Neste tempo de Advento, também nós somos chamados a ouvir a voz de Deus, ecoando no deserto do mundo através das Escrituras Sagradas, especialmente quando prega o poder do Espírito Santo. A Fé, na verdade, torna-se mais forte quando é iluminada pela Palavra de Deus, de "tudo o que outrora foi escrito, foi escrito para nossa instrução, para que, pela constância e consolação que nos dão as Escrituras, sejamos firmes na esperança”. (Rom. 15:4). O modelo de escuta é a Virgem Maria: "Mãe de Deus, contemplando uma existência inteiramente à palavra, encontramo-nos chamados a entrar no mistério da fé pela qual Cristo vem habitar em nossas vidas. Cada crente cristão, Ambrósio nos lembra, em certo sentido concebe e gera o Verbo de Deus "(Esort. ap. Verbum Domini, 28).

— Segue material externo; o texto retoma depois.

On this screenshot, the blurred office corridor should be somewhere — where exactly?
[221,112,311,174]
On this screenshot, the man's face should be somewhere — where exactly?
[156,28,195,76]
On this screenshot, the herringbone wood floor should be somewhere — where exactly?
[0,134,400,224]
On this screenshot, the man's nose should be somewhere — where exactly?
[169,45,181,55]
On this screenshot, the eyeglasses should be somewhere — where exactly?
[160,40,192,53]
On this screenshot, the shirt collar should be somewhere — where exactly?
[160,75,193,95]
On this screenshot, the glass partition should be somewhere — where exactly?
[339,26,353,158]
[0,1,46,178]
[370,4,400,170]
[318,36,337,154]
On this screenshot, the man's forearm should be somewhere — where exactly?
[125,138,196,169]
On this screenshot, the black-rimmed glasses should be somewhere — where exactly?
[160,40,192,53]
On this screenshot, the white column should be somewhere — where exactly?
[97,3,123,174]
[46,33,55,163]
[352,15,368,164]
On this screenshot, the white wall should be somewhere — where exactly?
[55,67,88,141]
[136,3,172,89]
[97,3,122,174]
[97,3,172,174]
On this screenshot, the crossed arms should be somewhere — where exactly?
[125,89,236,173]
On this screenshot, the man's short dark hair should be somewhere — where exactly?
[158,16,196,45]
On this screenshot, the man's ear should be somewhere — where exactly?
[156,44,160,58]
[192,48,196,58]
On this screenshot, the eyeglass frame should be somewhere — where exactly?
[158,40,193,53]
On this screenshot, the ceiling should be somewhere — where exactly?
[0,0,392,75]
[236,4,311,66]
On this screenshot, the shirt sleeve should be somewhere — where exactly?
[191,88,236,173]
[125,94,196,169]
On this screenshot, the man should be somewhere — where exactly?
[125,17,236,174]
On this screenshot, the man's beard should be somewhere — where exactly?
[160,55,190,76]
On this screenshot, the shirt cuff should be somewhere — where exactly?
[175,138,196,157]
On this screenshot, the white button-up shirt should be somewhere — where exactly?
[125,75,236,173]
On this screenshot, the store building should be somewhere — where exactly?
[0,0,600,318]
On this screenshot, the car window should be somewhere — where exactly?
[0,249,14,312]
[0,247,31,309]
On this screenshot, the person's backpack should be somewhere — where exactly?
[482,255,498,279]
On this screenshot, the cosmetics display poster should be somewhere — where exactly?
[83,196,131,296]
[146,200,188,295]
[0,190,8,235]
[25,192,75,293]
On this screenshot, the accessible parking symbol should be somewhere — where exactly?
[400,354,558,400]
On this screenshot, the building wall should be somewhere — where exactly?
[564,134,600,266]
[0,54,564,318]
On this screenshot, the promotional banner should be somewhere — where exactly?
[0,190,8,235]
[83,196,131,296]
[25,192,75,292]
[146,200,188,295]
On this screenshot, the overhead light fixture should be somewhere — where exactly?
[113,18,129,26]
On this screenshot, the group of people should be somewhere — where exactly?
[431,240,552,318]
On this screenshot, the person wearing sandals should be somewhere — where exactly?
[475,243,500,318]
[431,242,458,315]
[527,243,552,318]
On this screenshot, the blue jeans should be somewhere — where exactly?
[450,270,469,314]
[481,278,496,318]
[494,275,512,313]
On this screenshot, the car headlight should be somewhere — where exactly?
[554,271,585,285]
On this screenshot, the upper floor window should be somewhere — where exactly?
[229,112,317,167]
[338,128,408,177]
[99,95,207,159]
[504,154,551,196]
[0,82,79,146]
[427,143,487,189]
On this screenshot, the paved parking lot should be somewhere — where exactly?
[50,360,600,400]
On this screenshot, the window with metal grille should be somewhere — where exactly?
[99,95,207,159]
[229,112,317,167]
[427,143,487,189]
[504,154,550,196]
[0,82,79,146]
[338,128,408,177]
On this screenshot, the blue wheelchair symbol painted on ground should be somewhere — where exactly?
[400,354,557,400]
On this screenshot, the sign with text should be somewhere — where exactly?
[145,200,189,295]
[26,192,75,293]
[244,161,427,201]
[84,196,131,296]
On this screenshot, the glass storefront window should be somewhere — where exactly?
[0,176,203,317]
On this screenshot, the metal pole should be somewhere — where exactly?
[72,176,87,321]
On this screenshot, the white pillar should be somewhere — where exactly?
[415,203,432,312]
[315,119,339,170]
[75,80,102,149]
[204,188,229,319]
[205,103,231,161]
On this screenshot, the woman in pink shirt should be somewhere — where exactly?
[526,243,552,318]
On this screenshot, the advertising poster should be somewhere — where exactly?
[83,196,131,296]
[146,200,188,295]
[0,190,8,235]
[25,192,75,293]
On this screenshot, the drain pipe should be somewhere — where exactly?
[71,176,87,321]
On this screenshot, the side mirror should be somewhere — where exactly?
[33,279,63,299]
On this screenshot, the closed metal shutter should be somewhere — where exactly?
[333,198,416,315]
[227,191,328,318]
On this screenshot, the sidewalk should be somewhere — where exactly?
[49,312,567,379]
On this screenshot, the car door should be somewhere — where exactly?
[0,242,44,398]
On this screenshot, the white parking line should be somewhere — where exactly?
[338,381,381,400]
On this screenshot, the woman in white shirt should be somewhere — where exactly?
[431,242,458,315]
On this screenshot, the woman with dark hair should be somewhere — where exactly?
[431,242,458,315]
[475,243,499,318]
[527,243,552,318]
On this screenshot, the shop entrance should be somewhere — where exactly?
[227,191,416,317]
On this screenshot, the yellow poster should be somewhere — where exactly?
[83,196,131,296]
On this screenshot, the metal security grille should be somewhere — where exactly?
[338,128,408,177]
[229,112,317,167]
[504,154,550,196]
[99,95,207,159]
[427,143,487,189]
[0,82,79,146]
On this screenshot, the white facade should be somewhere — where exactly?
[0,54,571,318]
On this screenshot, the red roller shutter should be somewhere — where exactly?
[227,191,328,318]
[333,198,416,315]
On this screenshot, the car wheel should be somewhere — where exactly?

Caros amigos, "a nossa salvação está baseada em uma vinda", escreveu Romano Guardini (La santa notte. Dall’Avvento all’Epifania, Brescia 1994, p. 13). Com o Salvador veio à liberdade de Deus... Então, a decisão da fé consiste em aceitar O que se aproxima... (ivi, p. 14). "O Redentor - acrescentou - está em cada homem, em suas alegrias e angústias, em seus conhecimentos de forma clara, em suas dúvidas e tentações, em tudo o que constitui a sua natureza e sua vida" (ivi, p. 15).
Para a Virgem Maria, em cujo ventre habitou o Filho do Altíssimo, e que na próxima quarta, 08 de dezembro, celebramos a Solenidade da Imaculada Conceição, pedimos-lhe para nos apoiar nesse caminho espiritual, para aceitar com fé e amor a vinda do Salvador.